Divertissement parkiano imbevuto di ludicità e personale esibizonismo, oppure ulteriore tessera di una politica autoriale di estetica detonante e corrispettivo straniamento orientale?
Una nuova frontiera del cinema che per sua natura è proteiforme e trova sempre ulteriori strumenti di produzione in relazione al contesto storico in cui vive, o magari nient’altro che un’operazione di marketing con un bel po’ di pubblicità gratuita per la buonanima di Steve Jobs?
In attesa delle risposte, una piccola certezza vedendo Paranmanjang (2011), girato insieme al fratello Park Chan-kyong, è che quando si affronta un film di Park Chan-wook bisogna liberare la testa per emanciparsi dalla trilogia della vendetta. Aspettarsi sempre qualcosa di simile ad Oldboy (2003) è sbagliato perché il regista fa giustamente quello che gli pare e piace – da Lady vendetta (2005) in avanti ha mischiato i generi proponendo la sua idea di commedia e di melò – e questo cortometraggio incarna la libertà di cui dispone: girare un film con un telefonino, un cellulare che possono avere tutti in tasca, sfruttandone alcune caratteristiche interne come la modalità notturna e, a quanto pare, la resistenza subacquea.
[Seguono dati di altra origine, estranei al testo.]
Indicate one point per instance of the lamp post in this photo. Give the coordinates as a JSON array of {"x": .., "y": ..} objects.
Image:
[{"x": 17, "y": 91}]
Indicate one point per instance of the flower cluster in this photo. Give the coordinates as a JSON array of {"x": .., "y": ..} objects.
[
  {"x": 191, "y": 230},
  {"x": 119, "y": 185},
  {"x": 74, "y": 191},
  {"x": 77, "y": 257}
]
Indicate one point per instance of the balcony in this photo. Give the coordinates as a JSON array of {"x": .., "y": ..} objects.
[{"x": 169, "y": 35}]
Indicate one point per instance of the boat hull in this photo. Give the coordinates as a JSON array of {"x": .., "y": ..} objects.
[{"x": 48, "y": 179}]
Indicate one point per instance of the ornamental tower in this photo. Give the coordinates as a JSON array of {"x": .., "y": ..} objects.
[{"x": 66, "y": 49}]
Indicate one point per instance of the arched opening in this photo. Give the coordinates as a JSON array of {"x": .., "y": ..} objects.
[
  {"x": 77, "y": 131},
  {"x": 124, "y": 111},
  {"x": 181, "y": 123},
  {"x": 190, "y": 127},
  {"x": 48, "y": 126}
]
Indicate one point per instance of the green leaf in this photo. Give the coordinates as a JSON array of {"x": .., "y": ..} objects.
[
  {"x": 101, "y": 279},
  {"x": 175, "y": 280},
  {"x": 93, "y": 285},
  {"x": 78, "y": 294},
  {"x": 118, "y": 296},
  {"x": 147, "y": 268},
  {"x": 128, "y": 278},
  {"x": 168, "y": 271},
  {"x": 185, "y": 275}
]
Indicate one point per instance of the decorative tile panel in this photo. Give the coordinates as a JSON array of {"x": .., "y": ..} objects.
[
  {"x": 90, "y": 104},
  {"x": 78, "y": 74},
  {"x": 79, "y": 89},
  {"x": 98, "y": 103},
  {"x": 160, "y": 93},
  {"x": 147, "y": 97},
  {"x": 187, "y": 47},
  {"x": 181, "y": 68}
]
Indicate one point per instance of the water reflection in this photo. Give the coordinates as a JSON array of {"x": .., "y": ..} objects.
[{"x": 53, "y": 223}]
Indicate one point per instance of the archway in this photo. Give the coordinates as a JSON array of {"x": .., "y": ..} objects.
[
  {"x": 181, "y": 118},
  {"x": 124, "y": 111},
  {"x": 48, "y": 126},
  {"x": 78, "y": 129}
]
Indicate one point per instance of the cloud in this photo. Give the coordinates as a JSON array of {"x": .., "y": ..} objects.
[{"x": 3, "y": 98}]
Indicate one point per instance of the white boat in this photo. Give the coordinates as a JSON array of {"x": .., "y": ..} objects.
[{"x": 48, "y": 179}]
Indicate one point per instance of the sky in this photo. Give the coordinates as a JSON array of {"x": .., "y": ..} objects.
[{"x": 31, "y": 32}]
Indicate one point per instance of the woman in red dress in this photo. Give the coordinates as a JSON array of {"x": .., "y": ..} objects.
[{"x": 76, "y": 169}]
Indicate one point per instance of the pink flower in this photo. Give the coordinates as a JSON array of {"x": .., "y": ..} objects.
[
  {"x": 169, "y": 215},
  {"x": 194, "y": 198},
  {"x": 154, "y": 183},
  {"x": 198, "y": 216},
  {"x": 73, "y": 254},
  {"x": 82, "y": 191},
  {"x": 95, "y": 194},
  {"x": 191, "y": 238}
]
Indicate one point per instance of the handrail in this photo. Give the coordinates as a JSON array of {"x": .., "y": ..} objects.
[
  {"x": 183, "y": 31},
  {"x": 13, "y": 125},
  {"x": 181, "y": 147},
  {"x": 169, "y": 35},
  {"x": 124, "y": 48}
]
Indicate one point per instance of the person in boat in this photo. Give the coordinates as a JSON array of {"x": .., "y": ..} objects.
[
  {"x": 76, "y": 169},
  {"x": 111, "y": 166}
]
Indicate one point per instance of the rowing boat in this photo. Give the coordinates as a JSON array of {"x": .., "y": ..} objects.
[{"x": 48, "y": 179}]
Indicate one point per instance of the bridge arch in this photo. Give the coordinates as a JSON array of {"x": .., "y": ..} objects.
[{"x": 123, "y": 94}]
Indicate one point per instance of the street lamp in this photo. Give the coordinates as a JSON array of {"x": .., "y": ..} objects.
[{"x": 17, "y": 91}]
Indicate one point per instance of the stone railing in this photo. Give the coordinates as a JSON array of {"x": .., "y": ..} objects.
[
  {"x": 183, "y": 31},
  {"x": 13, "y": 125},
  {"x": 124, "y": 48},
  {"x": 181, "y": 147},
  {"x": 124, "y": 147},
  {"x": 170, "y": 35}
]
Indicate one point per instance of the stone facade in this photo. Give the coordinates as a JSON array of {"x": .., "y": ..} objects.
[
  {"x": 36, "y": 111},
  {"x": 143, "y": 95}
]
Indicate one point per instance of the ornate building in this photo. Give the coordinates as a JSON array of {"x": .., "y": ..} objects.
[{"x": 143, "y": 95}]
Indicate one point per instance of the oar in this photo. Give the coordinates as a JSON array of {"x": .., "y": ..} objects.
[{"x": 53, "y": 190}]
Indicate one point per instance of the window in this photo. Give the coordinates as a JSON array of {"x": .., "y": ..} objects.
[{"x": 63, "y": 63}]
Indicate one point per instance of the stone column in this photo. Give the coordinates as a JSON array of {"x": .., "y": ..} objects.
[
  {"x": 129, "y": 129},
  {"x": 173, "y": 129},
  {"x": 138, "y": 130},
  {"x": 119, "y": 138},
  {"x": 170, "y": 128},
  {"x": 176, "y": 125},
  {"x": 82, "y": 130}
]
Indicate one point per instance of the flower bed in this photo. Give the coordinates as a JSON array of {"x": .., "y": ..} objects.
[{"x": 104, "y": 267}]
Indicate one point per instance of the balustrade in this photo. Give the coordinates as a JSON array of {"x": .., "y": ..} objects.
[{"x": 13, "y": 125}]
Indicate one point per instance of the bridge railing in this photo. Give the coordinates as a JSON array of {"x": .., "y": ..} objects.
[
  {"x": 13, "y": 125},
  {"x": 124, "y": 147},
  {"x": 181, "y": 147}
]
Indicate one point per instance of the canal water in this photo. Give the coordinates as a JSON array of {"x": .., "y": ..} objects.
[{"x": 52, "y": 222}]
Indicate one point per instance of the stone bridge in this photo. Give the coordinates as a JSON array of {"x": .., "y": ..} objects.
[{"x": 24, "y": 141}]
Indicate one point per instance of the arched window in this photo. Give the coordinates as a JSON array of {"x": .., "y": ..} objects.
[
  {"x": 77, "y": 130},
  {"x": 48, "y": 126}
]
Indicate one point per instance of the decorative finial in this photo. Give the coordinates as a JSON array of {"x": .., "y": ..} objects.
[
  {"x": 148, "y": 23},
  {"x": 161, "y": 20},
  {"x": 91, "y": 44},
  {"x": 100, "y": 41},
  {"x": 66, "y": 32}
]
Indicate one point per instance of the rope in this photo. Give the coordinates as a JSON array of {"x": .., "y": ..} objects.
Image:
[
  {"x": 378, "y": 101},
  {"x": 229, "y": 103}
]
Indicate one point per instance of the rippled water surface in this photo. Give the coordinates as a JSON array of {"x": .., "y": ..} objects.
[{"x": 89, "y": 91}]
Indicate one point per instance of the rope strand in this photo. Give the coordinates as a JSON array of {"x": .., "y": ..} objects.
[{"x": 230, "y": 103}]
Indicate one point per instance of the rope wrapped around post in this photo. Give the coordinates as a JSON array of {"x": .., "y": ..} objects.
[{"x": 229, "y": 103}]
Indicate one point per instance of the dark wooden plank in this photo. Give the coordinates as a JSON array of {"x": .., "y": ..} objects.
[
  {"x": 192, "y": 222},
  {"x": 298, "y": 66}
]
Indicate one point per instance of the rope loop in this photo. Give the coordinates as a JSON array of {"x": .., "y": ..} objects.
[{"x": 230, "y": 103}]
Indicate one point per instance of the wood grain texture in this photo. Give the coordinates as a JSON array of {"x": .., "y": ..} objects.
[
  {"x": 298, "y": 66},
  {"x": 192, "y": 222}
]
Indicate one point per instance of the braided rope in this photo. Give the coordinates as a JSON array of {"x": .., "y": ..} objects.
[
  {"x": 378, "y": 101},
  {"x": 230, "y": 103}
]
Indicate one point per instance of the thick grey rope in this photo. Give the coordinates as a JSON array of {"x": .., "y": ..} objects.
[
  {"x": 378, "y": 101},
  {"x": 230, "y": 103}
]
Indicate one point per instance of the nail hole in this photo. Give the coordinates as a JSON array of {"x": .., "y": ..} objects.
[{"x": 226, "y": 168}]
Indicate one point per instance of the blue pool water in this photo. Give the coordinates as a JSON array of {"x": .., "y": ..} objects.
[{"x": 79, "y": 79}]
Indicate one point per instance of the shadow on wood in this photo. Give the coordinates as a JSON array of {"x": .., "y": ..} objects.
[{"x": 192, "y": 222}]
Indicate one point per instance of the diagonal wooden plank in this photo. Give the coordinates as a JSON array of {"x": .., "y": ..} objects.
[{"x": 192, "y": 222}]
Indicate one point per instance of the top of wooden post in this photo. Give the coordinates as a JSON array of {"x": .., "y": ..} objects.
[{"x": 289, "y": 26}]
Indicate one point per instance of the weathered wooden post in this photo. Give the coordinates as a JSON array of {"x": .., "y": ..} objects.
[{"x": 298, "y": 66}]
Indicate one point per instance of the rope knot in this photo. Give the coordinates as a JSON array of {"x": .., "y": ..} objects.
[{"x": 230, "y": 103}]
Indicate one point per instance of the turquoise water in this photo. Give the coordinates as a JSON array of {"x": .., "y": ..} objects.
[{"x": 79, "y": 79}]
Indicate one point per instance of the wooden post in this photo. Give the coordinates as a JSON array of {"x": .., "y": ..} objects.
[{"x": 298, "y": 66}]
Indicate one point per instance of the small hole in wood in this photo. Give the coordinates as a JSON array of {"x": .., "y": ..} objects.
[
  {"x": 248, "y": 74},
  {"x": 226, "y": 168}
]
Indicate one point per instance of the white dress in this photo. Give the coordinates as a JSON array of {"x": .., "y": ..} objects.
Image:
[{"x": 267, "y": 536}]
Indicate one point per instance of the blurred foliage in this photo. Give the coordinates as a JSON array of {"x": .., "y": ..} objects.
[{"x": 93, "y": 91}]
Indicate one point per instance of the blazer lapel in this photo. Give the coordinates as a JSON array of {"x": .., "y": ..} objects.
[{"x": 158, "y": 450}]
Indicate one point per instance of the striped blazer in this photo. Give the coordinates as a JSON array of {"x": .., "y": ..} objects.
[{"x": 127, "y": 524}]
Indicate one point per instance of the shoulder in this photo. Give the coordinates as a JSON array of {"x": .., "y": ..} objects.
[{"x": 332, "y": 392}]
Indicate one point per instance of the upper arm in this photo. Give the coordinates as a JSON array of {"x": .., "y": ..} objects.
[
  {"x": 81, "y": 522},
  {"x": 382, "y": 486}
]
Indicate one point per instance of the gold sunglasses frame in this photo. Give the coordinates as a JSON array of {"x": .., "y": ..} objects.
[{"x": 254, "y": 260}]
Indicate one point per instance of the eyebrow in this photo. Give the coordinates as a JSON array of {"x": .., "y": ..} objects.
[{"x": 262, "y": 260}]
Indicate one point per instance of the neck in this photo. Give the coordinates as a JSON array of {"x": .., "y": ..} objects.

Il risultato sul piano visivo ha i suoi meriti, con ad esempio le riprese al chiaro di luna che data la bassa fedeltà si trasformano in un grigio e nero demodé, ma Park vuole calcare la mano per mostrare la malleabilità del mezzo (o forse la sua bravura), ed ecco plongée, zoomate e quant’altro è possibile rintracciare in un film “normale”.
La curiosità verso le procedure di realizzazione supera probabilmente quella nei confronti di un contenuto suppergiù accattivante, costituito da una bipartizione che esalta il contrasto fra buio e luce, attraente per la tiritera già sottolineata ampiamente da queste parti della differenza culturale, moderatamente sorprendente per il colpo di scena che è, o vorrebbe essere, il punto di forza del racconto.
Divagazione cinefila.
A Chan-wook piace molto “allacciare” le persone tra di loro, lo fa qui con il pescatore e la medium, ma lo aveva fatto anche in passato con gli elastici di I’m a Cyborg, But That’s OK (2006) già visti comunque nel segmento Cut all’interno di Three… Extremes (2004).
Tuttavia quando si parla di ami, lenze e pesca in ambito coreano non può che venire alla mente L’isola (2000) di Kim Ki-duk.